My personal vision of Hell is working as a roofer in Phoenix.
It’s not just the manual labor in the desert heat, for which I’m wholly unsuited. Phoenix is a sprawling metro area, 16,500 square miles of concrete and car culture smeared across the Sonora desert. No thank you.
After the housing bubble burst and created ghost towns of half-finished suburbs rippling outward from city center the into the sandy heat, Phoenix decided to re-design its future. As described in this Fast Company article, my hellish city has built light rail, designated urban centers around rail stations, and updated zoning and building codes to promote density, walkability, and urban living.
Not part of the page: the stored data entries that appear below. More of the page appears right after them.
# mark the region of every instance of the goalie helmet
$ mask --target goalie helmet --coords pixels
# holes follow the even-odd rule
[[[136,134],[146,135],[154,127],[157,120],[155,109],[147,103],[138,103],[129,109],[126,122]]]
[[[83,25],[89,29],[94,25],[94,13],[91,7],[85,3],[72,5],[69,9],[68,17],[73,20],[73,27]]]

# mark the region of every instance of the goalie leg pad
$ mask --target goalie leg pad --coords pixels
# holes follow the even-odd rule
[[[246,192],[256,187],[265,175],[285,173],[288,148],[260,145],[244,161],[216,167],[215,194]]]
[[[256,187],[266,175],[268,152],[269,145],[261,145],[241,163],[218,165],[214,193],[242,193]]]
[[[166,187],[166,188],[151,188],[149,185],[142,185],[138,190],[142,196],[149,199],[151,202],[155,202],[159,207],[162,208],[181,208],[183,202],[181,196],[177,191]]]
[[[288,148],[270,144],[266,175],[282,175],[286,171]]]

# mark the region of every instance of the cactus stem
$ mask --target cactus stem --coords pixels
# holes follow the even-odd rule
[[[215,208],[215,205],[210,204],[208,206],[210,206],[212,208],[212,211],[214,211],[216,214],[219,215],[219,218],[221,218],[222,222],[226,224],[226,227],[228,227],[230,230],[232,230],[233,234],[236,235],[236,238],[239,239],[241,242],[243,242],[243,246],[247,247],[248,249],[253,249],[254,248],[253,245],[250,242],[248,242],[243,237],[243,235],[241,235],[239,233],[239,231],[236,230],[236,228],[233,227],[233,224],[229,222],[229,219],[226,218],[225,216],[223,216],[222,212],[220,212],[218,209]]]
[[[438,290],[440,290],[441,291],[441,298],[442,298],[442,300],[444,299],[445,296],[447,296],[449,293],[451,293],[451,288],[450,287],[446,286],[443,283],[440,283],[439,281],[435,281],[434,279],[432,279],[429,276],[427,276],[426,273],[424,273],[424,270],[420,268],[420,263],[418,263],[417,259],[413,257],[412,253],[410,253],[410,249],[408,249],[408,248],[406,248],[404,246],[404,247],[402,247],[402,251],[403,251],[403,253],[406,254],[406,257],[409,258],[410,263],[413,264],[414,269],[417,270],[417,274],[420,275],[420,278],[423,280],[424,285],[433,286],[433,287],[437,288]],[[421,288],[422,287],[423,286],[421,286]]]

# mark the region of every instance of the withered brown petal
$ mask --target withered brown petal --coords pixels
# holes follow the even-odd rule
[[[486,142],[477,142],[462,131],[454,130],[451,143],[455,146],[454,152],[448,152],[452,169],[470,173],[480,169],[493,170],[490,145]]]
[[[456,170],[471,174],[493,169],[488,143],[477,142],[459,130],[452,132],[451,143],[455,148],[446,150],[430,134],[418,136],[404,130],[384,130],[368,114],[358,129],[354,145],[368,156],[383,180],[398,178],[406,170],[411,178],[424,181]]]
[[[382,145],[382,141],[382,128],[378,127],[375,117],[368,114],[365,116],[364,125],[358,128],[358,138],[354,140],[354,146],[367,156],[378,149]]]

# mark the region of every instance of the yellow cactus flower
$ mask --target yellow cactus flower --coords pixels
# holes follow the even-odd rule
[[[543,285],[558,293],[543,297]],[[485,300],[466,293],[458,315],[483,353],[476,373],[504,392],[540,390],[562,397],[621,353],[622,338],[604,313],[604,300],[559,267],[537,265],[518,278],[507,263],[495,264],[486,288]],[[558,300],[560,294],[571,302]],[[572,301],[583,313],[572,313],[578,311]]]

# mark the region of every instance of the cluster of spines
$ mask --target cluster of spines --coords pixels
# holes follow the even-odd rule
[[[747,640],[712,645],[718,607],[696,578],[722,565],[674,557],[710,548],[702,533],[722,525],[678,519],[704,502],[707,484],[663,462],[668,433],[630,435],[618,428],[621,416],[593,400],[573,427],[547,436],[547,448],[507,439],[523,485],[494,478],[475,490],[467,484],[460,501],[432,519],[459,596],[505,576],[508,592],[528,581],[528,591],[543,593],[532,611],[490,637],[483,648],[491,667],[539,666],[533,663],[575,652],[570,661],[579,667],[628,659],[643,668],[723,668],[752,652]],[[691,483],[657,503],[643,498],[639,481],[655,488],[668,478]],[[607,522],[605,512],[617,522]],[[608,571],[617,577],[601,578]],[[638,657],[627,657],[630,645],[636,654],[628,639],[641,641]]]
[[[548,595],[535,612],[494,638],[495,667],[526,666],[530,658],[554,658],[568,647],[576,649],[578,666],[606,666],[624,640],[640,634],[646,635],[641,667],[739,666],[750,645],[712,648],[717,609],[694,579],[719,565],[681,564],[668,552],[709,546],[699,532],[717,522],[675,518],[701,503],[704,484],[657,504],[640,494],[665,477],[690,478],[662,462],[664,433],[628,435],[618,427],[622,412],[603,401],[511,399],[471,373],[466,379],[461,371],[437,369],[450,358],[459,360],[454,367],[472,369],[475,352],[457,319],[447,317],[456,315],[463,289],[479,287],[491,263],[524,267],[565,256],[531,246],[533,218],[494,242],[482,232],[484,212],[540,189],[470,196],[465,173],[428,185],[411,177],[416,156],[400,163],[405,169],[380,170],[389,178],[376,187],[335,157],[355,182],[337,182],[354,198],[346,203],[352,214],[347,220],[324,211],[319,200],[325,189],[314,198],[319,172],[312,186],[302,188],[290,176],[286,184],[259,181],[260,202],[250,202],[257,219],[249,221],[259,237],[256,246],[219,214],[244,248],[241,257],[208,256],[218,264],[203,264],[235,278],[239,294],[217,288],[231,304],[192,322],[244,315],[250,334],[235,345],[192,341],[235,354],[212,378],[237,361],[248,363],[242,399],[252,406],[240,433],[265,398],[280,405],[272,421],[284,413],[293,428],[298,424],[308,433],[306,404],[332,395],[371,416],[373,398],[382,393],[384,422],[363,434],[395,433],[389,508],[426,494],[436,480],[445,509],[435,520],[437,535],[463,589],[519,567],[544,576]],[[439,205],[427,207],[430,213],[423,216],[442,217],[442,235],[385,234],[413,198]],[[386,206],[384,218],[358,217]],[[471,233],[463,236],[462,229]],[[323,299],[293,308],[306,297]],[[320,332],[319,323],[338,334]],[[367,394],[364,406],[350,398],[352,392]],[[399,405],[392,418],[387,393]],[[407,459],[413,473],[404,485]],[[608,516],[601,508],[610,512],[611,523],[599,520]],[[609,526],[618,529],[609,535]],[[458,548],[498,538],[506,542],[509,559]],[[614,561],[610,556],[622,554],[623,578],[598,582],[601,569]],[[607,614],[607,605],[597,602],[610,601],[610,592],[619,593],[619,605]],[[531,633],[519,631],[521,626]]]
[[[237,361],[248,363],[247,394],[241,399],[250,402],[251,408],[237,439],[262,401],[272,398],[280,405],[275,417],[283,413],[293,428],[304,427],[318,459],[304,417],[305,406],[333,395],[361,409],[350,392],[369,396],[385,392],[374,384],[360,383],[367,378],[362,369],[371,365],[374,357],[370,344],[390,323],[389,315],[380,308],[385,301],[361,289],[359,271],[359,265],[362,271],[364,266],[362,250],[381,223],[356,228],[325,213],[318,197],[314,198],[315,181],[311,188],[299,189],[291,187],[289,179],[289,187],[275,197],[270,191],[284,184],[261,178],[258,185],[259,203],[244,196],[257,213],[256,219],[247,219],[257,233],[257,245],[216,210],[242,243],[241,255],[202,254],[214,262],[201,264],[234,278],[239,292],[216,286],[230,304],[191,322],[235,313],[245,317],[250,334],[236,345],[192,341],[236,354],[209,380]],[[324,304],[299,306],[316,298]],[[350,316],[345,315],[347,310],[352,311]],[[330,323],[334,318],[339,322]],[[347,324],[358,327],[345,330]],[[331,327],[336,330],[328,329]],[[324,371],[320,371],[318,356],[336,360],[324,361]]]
In a direct rebuke of car culture, the new codes call for narrower streets. Those streets will, in turn, benefit from the shade cast by buildings, helping to cool the urban landscape. The resulting slower traffic and cooler sidewalks promote pedestrian activity.
The new codes also call for more streetside trees and plants. Phoenix may sit in the desert, but it also sits above a large aquifer. With proper landscape design and management, large-scale urban plantings are workable in the desert climate.
As one of the urban planners says in the article, “Instead of watering and supporting suburban lawns and golf courses in sprawl outside the city, it’s so much better to create this urban oasis for people to come to.”
Change on this scale doesn’t happen quickly. A couple of decades will be needed to convert Phoenix into that urban oasis in the desert. In the face of climate change and its accompanying increase in extreme weather, the new design direction will help Arizona’s largest city reclaim its image as a desirable Sun Belt destination.
I still don’t think I’ll be moving to Phoenix any time soon, but I’m now more likely to at least consider a visit for baseball spring training.